Methods of Evaluation -
  1. Tests and quizzes
  2. Written assignments which include algorithms, mathematical derivations, logical circuits, and essay questions.
  3. Final examination
Representative Text(s) -
Nielsen, M. and Chuang, I.: Quantum Computation and Quantum Information, Cambridge University Press, 2010.
Kaye, P., Laflamme, R. and Mosca, M.: An Introduction to Quantum Computing, Oxford University Press, 2007

Disciplines -
Computer Science
Method of Instruction -
  1. Lectures which include mathematical foundations, theoretical motivation and coding implementation of quantum mechanical algorithms.
  2. Detailed review of assignments which includes model solutions and specific comments on the student submissions.
  3. In person or on-line discussion which engages students and instructor in an ongoing dialog pertaining to all aspects of designing, implementing and analyzing programs.

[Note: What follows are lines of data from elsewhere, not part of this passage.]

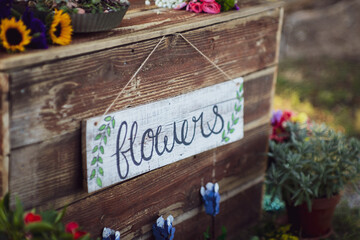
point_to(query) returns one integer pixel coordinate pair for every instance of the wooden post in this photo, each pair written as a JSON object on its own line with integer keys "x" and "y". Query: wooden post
{"x": 4, "y": 134}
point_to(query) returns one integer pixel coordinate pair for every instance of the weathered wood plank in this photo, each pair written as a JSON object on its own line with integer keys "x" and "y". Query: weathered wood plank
{"x": 173, "y": 22}
{"x": 174, "y": 189}
{"x": 4, "y": 134}
{"x": 52, "y": 172}
{"x": 53, "y": 98}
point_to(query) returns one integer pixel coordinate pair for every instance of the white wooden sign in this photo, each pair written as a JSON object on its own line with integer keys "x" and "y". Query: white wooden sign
{"x": 130, "y": 142}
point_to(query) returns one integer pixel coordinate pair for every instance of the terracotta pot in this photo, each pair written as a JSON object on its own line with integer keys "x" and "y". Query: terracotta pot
{"x": 316, "y": 223}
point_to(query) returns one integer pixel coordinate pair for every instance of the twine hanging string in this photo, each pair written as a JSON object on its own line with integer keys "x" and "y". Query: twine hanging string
{"x": 148, "y": 57}
{"x": 134, "y": 75}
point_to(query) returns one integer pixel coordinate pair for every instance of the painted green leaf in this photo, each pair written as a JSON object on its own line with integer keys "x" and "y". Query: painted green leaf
{"x": 92, "y": 174}
{"x": 99, "y": 182}
{"x": 109, "y": 131}
{"x": 102, "y": 149}
{"x": 95, "y": 149}
{"x": 98, "y": 136}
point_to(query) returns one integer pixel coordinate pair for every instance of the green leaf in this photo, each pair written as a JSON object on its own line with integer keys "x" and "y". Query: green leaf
{"x": 95, "y": 149}
{"x": 99, "y": 182}
{"x": 101, "y": 171}
{"x": 102, "y": 149}
{"x": 92, "y": 174}
{"x": 38, "y": 227}
{"x": 109, "y": 131}
{"x": 98, "y": 136}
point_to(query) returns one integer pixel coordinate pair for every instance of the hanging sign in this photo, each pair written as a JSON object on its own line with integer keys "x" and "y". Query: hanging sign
{"x": 130, "y": 142}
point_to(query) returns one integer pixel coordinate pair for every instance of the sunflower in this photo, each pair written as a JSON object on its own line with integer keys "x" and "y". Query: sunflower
{"x": 61, "y": 29}
{"x": 14, "y": 35}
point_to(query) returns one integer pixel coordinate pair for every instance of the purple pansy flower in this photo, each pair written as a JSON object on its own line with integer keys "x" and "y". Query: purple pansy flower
{"x": 5, "y": 8}
{"x": 276, "y": 117}
{"x": 163, "y": 230}
{"x": 38, "y": 30}
{"x": 211, "y": 198}
{"x": 109, "y": 234}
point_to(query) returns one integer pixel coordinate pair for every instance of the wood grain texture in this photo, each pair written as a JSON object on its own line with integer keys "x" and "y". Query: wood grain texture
{"x": 51, "y": 172}
{"x": 134, "y": 205}
{"x": 4, "y": 134}
{"x": 52, "y": 99}
{"x": 138, "y": 26}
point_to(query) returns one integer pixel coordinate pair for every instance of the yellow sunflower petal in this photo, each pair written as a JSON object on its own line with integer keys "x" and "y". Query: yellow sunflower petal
{"x": 14, "y": 35}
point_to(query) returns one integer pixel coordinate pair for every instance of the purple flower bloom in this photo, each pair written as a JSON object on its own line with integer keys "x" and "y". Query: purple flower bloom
{"x": 109, "y": 234}
{"x": 5, "y": 8}
{"x": 163, "y": 230}
{"x": 38, "y": 30}
{"x": 276, "y": 117}
{"x": 211, "y": 198}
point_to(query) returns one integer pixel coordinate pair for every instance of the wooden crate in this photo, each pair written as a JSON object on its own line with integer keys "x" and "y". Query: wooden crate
{"x": 46, "y": 94}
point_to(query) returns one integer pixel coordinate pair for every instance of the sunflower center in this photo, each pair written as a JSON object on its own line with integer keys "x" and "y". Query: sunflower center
{"x": 13, "y": 36}
{"x": 58, "y": 30}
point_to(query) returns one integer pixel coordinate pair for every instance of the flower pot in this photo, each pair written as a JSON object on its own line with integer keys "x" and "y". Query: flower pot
{"x": 97, "y": 22}
{"x": 317, "y": 223}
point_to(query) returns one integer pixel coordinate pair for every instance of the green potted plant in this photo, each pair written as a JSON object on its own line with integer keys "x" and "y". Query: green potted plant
{"x": 309, "y": 172}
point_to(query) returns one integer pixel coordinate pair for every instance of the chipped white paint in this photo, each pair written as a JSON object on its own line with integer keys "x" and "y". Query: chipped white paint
{"x": 130, "y": 142}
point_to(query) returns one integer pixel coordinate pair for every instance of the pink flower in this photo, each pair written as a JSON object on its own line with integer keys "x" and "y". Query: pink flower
{"x": 211, "y": 7}
{"x": 194, "y": 7}
{"x": 180, "y": 6}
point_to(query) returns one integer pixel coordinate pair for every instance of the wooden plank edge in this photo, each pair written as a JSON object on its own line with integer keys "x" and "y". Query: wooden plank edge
{"x": 249, "y": 77}
{"x": 57, "y": 53}
{"x": 224, "y": 197}
{"x": 4, "y": 134}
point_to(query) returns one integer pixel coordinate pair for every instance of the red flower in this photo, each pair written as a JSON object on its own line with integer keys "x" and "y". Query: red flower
{"x": 194, "y": 7}
{"x": 31, "y": 217}
{"x": 71, "y": 227}
{"x": 211, "y": 7}
{"x": 79, "y": 234}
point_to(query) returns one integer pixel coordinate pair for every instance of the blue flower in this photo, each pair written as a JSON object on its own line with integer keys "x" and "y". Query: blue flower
{"x": 5, "y": 8}
{"x": 38, "y": 30}
{"x": 163, "y": 230}
{"x": 109, "y": 234}
{"x": 211, "y": 198}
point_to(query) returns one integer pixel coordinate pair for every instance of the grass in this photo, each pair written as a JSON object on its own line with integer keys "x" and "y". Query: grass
{"x": 327, "y": 90}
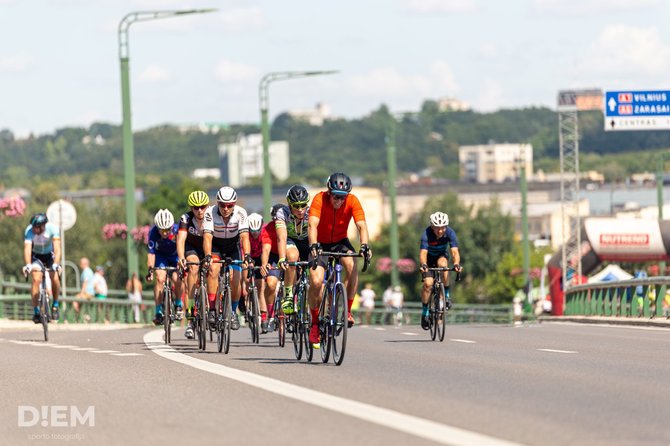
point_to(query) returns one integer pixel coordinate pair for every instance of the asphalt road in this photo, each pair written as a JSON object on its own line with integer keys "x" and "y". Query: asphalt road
{"x": 538, "y": 384}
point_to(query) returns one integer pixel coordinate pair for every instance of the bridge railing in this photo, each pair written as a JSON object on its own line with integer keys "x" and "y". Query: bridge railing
{"x": 629, "y": 298}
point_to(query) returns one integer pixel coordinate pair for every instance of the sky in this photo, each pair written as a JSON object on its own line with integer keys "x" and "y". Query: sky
{"x": 59, "y": 59}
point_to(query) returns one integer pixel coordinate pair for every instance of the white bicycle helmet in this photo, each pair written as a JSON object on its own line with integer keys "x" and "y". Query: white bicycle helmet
{"x": 226, "y": 195}
{"x": 164, "y": 219}
{"x": 255, "y": 221}
{"x": 439, "y": 219}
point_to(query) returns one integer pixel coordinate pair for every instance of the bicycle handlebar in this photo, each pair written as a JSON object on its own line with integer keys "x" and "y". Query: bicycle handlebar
{"x": 443, "y": 268}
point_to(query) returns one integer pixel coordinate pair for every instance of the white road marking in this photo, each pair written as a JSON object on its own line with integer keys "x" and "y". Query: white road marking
{"x": 464, "y": 341}
{"x": 431, "y": 430}
{"x": 550, "y": 350}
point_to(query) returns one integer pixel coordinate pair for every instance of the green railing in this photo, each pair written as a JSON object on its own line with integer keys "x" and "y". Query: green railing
{"x": 629, "y": 298}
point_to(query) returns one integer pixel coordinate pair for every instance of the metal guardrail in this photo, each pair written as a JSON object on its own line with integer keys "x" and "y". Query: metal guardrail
{"x": 635, "y": 297}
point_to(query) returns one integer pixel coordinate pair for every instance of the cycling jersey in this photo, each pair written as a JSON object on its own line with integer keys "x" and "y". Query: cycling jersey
{"x": 334, "y": 223}
{"x": 165, "y": 246}
{"x": 438, "y": 247}
{"x": 226, "y": 234}
{"x": 296, "y": 229}
{"x": 193, "y": 229}
{"x": 42, "y": 243}
{"x": 256, "y": 246}
{"x": 269, "y": 236}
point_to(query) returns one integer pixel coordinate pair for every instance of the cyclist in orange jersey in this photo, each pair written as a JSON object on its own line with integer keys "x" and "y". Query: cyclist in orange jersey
{"x": 329, "y": 217}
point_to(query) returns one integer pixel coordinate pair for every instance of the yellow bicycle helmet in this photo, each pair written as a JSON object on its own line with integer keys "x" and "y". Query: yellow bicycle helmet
{"x": 198, "y": 198}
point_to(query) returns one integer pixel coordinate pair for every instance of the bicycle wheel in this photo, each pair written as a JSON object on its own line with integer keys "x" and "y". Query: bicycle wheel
{"x": 340, "y": 320}
{"x": 167, "y": 312}
{"x": 226, "y": 320}
{"x": 324, "y": 324}
{"x": 441, "y": 316}
{"x": 44, "y": 312}
{"x": 432, "y": 308}
{"x": 218, "y": 306}
{"x": 255, "y": 320}
{"x": 202, "y": 328}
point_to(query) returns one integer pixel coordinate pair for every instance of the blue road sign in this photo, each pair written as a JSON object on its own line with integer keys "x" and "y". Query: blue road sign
{"x": 637, "y": 110}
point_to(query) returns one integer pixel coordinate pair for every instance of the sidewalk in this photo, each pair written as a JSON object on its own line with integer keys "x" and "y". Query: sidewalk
{"x": 15, "y": 325}
{"x": 658, "y": 321}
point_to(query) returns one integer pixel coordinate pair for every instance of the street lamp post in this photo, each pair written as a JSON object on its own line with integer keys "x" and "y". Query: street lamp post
{"x": 264, "y": 99}
{"x": 128, "y": 149}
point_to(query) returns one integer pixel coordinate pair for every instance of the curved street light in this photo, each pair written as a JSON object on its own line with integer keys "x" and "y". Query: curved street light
{"x": 264, "y": 100}
{"x": 128, "y": 149}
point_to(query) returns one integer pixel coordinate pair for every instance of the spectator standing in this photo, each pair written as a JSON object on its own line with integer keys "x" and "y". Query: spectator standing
{"x": 367, "y": 303}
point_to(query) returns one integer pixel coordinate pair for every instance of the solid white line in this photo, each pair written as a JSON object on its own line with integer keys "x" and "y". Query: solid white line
{"x": 409, "y": 424}
{"x": 555, "y": 351}
{"x": 464, "y": 341}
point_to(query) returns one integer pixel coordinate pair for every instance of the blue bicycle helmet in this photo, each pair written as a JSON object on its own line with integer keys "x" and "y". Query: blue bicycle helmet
{"x": 39, "y": 219}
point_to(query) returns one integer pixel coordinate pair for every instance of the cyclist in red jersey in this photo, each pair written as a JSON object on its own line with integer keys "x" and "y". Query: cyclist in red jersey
{"x": 329, "y": 217}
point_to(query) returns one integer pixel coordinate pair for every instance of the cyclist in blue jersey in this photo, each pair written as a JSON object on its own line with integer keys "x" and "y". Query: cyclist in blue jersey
{"x": 162, "y": 253}
{"x": 437, "y": 242}
{"x": 42, "y": 241}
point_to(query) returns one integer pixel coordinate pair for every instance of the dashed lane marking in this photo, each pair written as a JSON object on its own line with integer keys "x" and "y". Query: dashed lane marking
{"x": 551, "y": 350}
{"x": 419, "y": 427}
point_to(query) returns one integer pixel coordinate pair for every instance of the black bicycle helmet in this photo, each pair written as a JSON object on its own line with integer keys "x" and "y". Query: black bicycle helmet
{"x": 274, "y": 209}
{"x": 297, "y": 195}
{"x": 39, "y": 219}
{"x": 339, "y": 183}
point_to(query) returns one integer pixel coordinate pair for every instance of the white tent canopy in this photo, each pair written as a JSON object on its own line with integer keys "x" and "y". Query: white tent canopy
{"x": 609, "y": 273}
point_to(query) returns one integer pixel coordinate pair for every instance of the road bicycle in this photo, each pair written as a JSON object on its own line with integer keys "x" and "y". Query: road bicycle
{"x": 223, "y": 305}
{"x": 199, "y": 314}
{"x": 299, "y": 323}
{"x": 438, "y": 305}
{"x": 334, "y": 309}
{"x": 43, "y": 301}
{"x": 169, "y": 310}
{"x": 253, "y": 309}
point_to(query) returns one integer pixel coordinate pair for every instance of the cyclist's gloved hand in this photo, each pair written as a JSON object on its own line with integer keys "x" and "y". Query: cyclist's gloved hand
{"x": 365, "y": 251}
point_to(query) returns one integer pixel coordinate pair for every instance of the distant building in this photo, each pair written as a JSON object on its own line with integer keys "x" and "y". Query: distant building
{"x": 452, "y": 104}
{"x": 494, "y": 163}
{"x": 314, "y": 117}
{"x": 243, "y": 160}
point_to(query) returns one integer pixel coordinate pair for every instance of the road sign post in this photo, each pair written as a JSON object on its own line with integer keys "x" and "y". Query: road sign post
{"x": 637, "y": 110}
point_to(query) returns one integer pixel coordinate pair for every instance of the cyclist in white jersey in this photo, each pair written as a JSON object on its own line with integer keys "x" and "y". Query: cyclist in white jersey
{"x": 225, "y": 231}
{"x": 42, "y": 241}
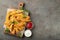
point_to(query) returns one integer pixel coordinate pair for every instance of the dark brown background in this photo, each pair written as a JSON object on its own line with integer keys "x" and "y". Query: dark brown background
{"x": 45, "y": 15}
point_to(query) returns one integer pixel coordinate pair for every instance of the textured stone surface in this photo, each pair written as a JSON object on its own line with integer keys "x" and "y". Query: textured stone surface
{"x": 45, "y": 15}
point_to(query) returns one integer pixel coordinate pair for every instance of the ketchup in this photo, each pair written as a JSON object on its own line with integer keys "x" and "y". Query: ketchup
{"x": 29, "y": 25}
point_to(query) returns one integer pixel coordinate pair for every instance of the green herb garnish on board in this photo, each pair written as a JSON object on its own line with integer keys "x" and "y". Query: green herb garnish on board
{"x": 14, "y": 22}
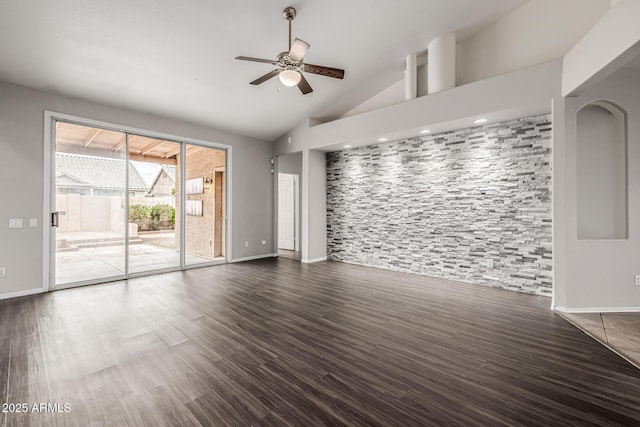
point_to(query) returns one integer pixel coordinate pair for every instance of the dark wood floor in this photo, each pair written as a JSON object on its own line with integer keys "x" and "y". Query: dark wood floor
{"x": 277, "y": 342}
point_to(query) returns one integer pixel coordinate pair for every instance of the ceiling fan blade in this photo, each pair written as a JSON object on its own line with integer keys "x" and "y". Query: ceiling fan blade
{"x": 304, "y": 85}
{"x": 336, "y": 73}
{"x": 248, "y": 58}
{"x": 266, "y": 77}
{"x": 298, "y": 49}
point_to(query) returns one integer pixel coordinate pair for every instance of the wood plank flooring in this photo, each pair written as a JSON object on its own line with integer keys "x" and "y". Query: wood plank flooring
{"x": 276, "y": 342}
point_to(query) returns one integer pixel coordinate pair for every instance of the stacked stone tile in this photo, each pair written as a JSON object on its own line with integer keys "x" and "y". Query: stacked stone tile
{"x": 472, "y": 205}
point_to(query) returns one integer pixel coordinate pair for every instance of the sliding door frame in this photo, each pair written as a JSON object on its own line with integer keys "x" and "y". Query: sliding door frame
{"x": 48, "y": 254}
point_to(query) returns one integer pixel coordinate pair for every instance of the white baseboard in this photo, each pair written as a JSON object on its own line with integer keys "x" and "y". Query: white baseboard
{"x": 311, "y": 261}
{"x": 251, "y": 258}
{"x": 21, "y": 293}
{"x": 598, "y": 310}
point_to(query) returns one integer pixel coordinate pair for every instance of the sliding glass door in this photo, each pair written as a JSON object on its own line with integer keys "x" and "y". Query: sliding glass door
{"x": 154, "y": 243}
{"x": 118, "y": 209}
{"x": 90, "y": 185}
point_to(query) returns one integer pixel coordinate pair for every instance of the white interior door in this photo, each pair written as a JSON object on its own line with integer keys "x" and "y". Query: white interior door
{"x": 286, "y": 211}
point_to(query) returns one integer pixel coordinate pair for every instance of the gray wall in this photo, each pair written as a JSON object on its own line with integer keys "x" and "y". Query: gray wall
{"x": 602, "y": 173}
{"x": 599, "y": 274}
{"x": 21, "y": 175}
{"x": 471, "y": 205}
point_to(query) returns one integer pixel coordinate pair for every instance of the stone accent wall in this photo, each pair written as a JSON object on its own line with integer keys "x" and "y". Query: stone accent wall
{"x": 472, "y": 205}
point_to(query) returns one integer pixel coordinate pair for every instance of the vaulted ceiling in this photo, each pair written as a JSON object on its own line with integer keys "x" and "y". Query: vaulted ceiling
{"x": 176, "y": 59}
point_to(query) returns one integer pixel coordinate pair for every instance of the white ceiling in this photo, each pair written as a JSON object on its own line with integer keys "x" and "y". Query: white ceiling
{"x": 176, "y": 59}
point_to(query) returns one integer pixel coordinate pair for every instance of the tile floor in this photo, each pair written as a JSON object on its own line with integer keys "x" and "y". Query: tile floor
{"x": 618, "y": 331}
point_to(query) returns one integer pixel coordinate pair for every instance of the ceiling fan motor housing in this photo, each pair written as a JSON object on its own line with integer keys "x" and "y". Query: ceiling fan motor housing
{"x": 289, "y": 13}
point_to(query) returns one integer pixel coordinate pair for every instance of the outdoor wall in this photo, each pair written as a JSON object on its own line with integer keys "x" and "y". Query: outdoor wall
{"x": 22, "y": 251}
{"x": 199, "y": 237}
{"x": 471, "y": 205}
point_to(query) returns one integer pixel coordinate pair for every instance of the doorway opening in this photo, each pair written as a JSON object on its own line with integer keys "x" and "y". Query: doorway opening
{"x": 288, "y": 216}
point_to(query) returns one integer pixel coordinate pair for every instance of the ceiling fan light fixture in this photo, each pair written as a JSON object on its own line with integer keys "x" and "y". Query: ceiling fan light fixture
{"x": 289, "y": 77}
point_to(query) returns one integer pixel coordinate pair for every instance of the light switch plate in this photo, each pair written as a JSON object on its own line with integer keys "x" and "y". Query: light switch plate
{"x": 15, "y": 223}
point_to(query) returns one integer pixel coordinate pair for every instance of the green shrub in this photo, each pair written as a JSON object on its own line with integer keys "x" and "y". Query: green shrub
{"x": 150, "y": 218}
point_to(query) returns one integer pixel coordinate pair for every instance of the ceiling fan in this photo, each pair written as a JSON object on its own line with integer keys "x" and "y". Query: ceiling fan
{"x": 290, "y": 65}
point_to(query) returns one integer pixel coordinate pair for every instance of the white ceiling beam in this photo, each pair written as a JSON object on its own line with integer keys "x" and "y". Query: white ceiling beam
{"x": 146, "y": 150}
{"x": 123, "y": 142}
{"x": 90, "y": 139}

  4. When course is taught fully on-line:
    1. Instructor-authored lecture materials, handouts, syllabus, assignments, tests, and other relevant course material will be delivered through a college hosted course management system or other department-approved Internet environment.
    2. Additional instructional guidelines for this course are listed in the attached addendum of CS department on-line practices.

Lab Content -
Not applicable.
Types and/or Examples of Required Reading, Writing and Outside of Class Assignments -
  1. Reading
    1. Textbook assigned reading averaging 30 pages per week.
    2. Reading the supplied handouts and modules averaging 10 pages per week.
    3. Reading on-line resources as directed by instructor though links pertinent to programming.
    4. Reading library and reference material directed by instructor through course handouts.
  2. Writing
    1. Writing technical prose documentation that supports and describes the programs that are submitted for grades.